Question

A ball after freely falling from a height of 4.9m strikes a horizontal plane. If the coefficient of restitution is 3/4, the ball will strike second time with the plane
$\begin{aligned} & a)1/2s \\\ & b)1s \\\ & c)3/2s \\\ & d)3/4s \\\ \end{aligned}$

Answer 1

The coefficient of restitution is defined as the ratio of the relative velocity of separation after collision to the velocity of approach before collision. It is given in the question that the ball falls from a height of 4.9m to the horizontal plane. Hence we will determine the velocity of the ball just before hitting the plane. The velocity of the plane is zero.
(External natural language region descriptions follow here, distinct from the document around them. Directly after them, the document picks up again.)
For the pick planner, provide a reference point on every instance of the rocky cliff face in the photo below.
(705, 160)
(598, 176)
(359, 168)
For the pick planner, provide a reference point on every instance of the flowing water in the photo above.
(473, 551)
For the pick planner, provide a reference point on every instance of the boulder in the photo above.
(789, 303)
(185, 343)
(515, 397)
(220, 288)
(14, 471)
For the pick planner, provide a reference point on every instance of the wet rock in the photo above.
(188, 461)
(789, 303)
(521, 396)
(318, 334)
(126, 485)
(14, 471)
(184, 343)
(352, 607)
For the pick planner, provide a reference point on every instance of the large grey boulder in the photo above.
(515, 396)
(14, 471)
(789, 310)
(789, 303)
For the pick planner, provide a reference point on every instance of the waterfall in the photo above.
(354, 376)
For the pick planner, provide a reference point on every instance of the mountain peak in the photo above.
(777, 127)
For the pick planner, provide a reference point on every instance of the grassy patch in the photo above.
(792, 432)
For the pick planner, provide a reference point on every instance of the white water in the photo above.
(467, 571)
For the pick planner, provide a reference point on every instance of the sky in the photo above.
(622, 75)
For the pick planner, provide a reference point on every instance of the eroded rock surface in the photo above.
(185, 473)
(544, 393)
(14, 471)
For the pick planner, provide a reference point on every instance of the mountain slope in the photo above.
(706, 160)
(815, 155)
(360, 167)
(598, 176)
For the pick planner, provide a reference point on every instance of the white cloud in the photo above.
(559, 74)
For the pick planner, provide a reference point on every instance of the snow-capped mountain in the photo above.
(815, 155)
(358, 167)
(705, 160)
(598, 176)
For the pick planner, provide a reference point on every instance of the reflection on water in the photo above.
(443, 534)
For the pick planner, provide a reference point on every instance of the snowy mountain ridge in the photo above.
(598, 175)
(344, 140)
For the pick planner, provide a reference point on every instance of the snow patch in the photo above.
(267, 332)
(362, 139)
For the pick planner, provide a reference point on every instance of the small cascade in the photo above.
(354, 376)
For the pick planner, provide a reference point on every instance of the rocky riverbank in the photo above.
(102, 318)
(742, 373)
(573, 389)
Hence using the definition of coefficient of restitution we will determine the final velocity of the ball after collision and using a kinematic equation after how long the ball will strike second time with the plane.

Formula used:
Formula used:
$\eta =\dfrac{S-s}{U-u}$
$V={{V}_{\circ }}+at$
${{V}^{2}}-{{V}_{\circ }}^{2}=2aH$

Complete step by step answer:
Let us say the ball hits the horizontal plane with velocity U and moves away from the plane with velocity S. let the velocity of the plane before collision be u and after collision be s. Therefore the coefficient of restitution$(\eta )$ is given by,
$\eta =\dfrac{U-u}{S-s}$
Let us say the ball falls from a height H with velocity $({{V}_{\circ }})$ and acceleration a . Therefore its final velocity V is given by,
${{V}^{2}}-{{V}_{\circ }}^{2}=2aH$
The initial velocity ${{V}_{\circ }}$ of the ball is zero falling from a height of 4.9m and is accelerating under gravity (g), hence
$\begin{aligned} & {{V}^{2}}-{{V}_{\circ }}^{2}=2gH \\\ & {{V}^{2}}-(0)=2\times 10\times 4.9 \\\ & \Rightarrow V=\sqrt{2\times 10\times 4.9} \\\ & \Rightarrow V=7\sqrt{2}m{{s}^{-1}} \\\ \end{aligned}$
The horizontal plane is at rest i.e. u=s=0. Therefore the final velocity (S) of the ball after collision from the expression of coefficient of restitution we get,
$\begin{aligned} & \eta =\dfrac{S-s}{U-u} \\\ & \eta =\dfrac{S}{U} \\\ & \Rightarrow \dfrac{3}{4}=\dfrac{S}{7\sqrt{2}} \\\ & \Rightarrow S=\dfrac{21\sqrt{2}}{4} \\\ \end{aligned}$
As the ball after collision has some initial velocity(S,) after collision from the plane it will rise to a particular height. As the ball gets decelerated due to gravity its final velocity on its maximum height attained will be zero. Hence using Newton’s first kinematic equation i.e. $V={{V}_{\circ }}+at$ (where
${{V}_{\circ }}$ is the initial velocity of the body and V is the final velocity of the body under acceleration ‘a’ at time t) we get,
$\begin{aligned} & V={{V}_{\circ }}+gt \\\ & \Rightarrow 0=\dfrac{21\sqrt{2}}{4}-10\times t \\\ & \Rightarrow -\dfrac{21\sqrt{2}}{4}=-10\times t \\\ & \Rightarrow \dfrac{21\sqrt{2}}{40}=t \\\ & \Rightarrow t=0.742s \\\ \end{aligned}$
Since the time taken by the ball to reach the maximum height is equal to the time taken to reach back to the plane. Hence the total time taken (T) for the ball to reach back to the horizontal plane after hitting for the first time is equal to,
$\begin{aligned} & T=2t \\\ & \Rightarrow T=2\times 0.742 \\\ & \Rightarrow T=1.486\approx 1.5=\dfrac{3}{2}s \\\ \end{aligned}$

So, the correct answer is “Option C”.

Note:
These above equations that we have used are applicable when the above scenario is performed in vacuum. In reality, the air resistance comes into picture which will affect the time of flight of the ball after hitting the plane. It is unless the dimensions of the ball are very small, we can neglect the force due to air resistance.